You’ve Probably Never Heard of One of the Best Shows on Television

Slate's Culture Blog
May 31 2013 4:10 PM

You’ve Probably Never Heard of One of the Best Shows on Television

The Venture brothers.

Adult Swim.

Do you like Archer’s mid-century modernist aesthetic and fascination with the bureaucratic machinations of superheroes and villains? Do you like Arrested Development’s self-referential callbacks and its obsession with how failure and dysfunction are handed down from one generation to another? And sure, I’ll go there: Do you like The Wire’s complex web of characters whose motivations and relationships are slowly teased out over season-long and even series-long arcs?

Then you will probably love The Venture Bros.
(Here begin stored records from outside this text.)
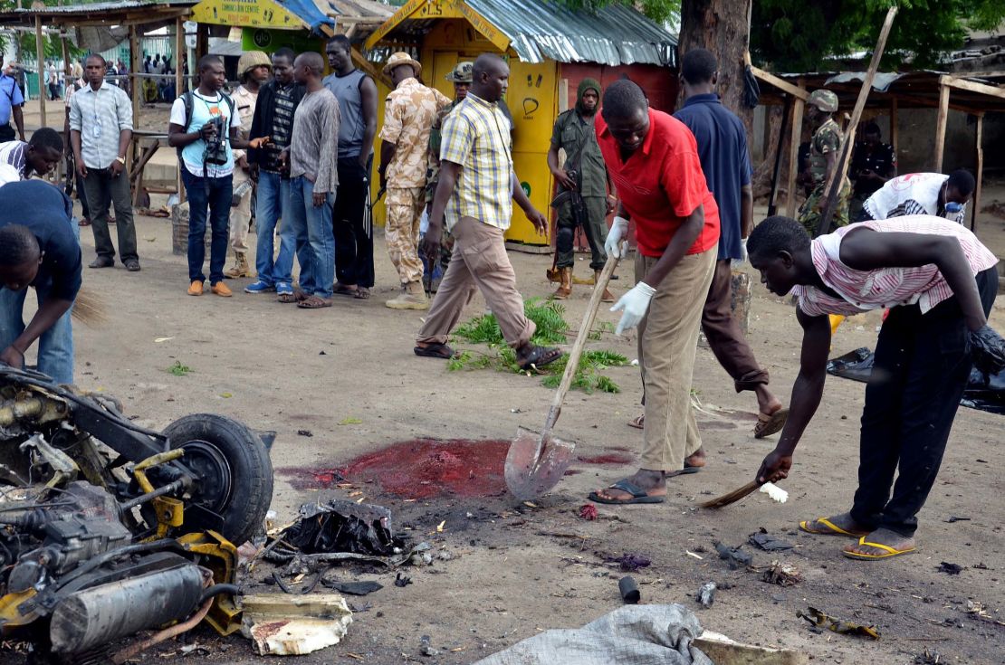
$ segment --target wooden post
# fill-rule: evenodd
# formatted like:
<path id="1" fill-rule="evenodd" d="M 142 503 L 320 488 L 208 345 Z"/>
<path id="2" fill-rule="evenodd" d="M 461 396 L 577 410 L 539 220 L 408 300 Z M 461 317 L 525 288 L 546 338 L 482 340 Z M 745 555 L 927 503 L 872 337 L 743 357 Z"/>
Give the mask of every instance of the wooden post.
<path id="1" fill-rule="evenodd" d="M 889 145 L 893 147 L 893 155 L 899 155 L 900 128 L 897 126 L 896 97 L 889 100 Z"/>
<path id="2" fill-rule="evenodd" d="M 185 80 L 185 18 L 179 16 L 175 19 L 175 94 L 181 95 L 182 84 Z M 182 185 L 182 167 L 178 165 L 178 175 L 175 176 L 175 187 L 178 191 L 178 203 L 185 202 L 185 187 Z"/>
<path id="3" fill-rule="evenodd" d="M 806 102 L 796 97 L 792 100 L 792 139 L 789 141 L 789 202 L 785 206 L 788 217 L 796 216 L 796 174 L 799 173 L 799 143 L 803 137 L 803 108 Z"/>
<path id="4" fill-rule="evenodd" d="M 939 82 L 939 118 L 936 121 L 936 154 L 932 171 L 942 173 L 943 154 L 946 151 L 946 123 L 949 120 L 949 90 L 945 82 Z"/>
<path id="5" fill-rule="evenodd" d="M 45 127 L 45 90 L 48 87 L 45 85 L 45 55 L 44 49 L 42 48 L 42 17 L 35 17 L 35 61 L 38 67 L 38 113 L 39 113 L 39 126 Z"/>
<path id="6" fill-rule="evenodd" d="M 975 140 L 975 150 L 977 151 L 977 186 L 974 188 L 974 209 L 970 211 L 970 230 L 977 229 L 977 212 L 981 209 L 981 184 L 984 174 L 984 114 L 977 116 L 977 136 Z"/>

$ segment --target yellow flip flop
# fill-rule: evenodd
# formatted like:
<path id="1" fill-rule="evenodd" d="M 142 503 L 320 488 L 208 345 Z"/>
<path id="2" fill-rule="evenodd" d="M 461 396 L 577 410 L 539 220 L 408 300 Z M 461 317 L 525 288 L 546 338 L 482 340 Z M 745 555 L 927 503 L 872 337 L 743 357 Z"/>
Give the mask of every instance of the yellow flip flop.
<path id="1" fill-rule="evenodd" d="M 907 549 L 894 549 L 888 544 L 883 544 L 881 542 L 869 542 L 865 539 L 866 536 L 858 538 L 858 544 L 864 545 L 866 547 L 875 547 L 876 549 L 883 549 L 886 553 L 884 555 L 860 555 L 857 551 L 848 551 L 847 549 L 842 549 L 841 553 L 848 559 L 854 559 L 860 562 L 874 562 L 877 559 L 889 559 L 890 557 L 899 557 L 900 555 L 910 555 L 915 551 L 915 547 L 908 547 Z"/>
<path id="2" fill-rule="evenodd" d="M 846 531 L 837 524 L 835 524 L 834 522 L 832 522 L 831 520 L 827 519 L 826 517 L 817 517 L 812 521 L 820 522 L 821 524 L 826 526 L 829 530 L 826 531 L 814 530 L 809 526 L 810 520 L 806 519 L 799 522 L 799 530 L 806 531 L 807 533 L 812 533 L 813 535 L 846 535 L 851 538 L 857 538 L 859 536 L 868 535 L 867 533 L 862 533 L 861 531 L 857 533 L 855 533 L 854 531 Z"/>

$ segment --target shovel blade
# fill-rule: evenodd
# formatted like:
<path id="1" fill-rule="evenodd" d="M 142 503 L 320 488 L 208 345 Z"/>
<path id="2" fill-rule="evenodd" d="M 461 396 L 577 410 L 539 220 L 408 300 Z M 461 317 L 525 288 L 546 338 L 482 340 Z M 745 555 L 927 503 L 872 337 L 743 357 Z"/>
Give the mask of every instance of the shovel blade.
<path id="1" fill-rule="evenodd" d="M 572 463 L 576 444 L 554 436 L 541 446 L 541 435 L 521 427 L 506 457 L 506 484 L 522 501 L 541 496 L 558 484 Z"/>

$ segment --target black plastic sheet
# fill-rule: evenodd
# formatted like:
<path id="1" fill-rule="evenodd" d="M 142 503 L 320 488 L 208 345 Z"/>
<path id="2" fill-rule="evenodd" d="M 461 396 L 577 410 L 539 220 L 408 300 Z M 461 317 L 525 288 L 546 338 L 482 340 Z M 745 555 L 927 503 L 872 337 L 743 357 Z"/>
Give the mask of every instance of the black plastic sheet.
<path id="1" fill-rule="evenodd" d="M 867 382 L 872 373 L 873 354 L 862 347 L 827 363 L 827 374 L 852 381 Z M 974 368 L 960 404 L 971 409 L 1005 415 L 1005 371 L 988 375 Z"/>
Written, directed, designed, edited, and largely voiced by two men, Eric “Doc” Hammer and Christopher McCulloch (aka Jackson Publick), The Venture Bros., which airs on Adult Swim, is one of the best—and certainly most original—shows on television. In four seasons produced over the course of a decade—the fifth premieres this Sunday—the series has grown from a goofy, oddly specific riff on Jonny Quest cartoons and other pulp adventure stories into an elaborate and wonderfully realized universe.*

The premise is complicated enough: Dr. Thaddeus “Rusty” Venture (voiced by James Urbaniak) attempts to recapture the fame and success of his world-famous super-scientist father, with his two sons Hank and Dean (the titular brothers) and their herculean body guard Brock Samson (perfectly voiced by Patrick Warburton) along for the ride. And that barely hints at the world of bizarre and hilarious characters, twisting plot lines, and superbly specific referential humor that makes the series so damn exciting.

There’s the self-absorbed, butterfly-themed villain The Monarch and his Jackie Onassis-channeling 2nd-in-command/romantic interest, Dr. Girlfriend; the New Wave music enthusiast Albino and his hydrocephalic best friend, who met competing in illegal underground Quizboy competitions; the secret intelligence officer who bears a striking similarity to Hunter S. Thompson; the family of industrialists who illustrate just how messed up the Fantastic Four might have turned out; Phantom Limb, a villain with invisible appendages who vies for control of the organized villainy union, the Guild of Calamitous Intent, currently controlled by (who else) David Bowie. Actually, there’s a lot of David Bowie.

It’s the kind of show where no thread is ever dropped, where jokes and characters mentioned once in the first season suddenly become major plot points in the fourth. And it’s the rare comedy where characters actually grow, change, and develop over time—and the more you watch, the more you learn about characters’ histories and just why everyone is as messed up as they are. It can seem impenetrable, but the rewards for attentive viewing are considerable.

Few TV showrunners have as much control over their final product as Hammer and Publick, and that control surely has much do with the utterly singular voice and perspective of the series. Unfortunately, the amount of work involved has also meant long delays between seasons: It’s been nearly two and half years since the finale of Season 4 aired. (There have been two specials in the meantime.) And for much of that time, the show was unavailable on any streaming services.

But now is the perfect time to jump in. You can finally binge through the first season via Netflix. If you’re skeptical, I’d recommend starting at episode 6, “Ghosts of the Sargasso,” an episode featuring a hilarious parody of Scooby-Doo style rubber-masked Ghost Pirates; Brock Samson executing one of the most delightfully foul hands-free combat techniques I’ve ever seen; and the excellently meta Bowie-riffing cold open linked above. If that piques your interest, Hammer and Publick recently released an epic 8-minute summary of the first four seasons, which should give you enough background to start watching this Sunday.

It’s true, the specificity of Hammer and Publick’s vision and references can become overwhelming. But for every extended joke comparing Hanna-Barbera characters to famous misanthropes of the ’60s and ’70s there’s a great Star Wars joke pitched right into the pop-culture strike zone, giving the show a kind of something-for-every-nerd appeal. Give it a chance. It just might be your new favorite show.

* Correction, June 3: This post originally misspelled the first name of fictional character Jonny Quest. There is no ‘h.’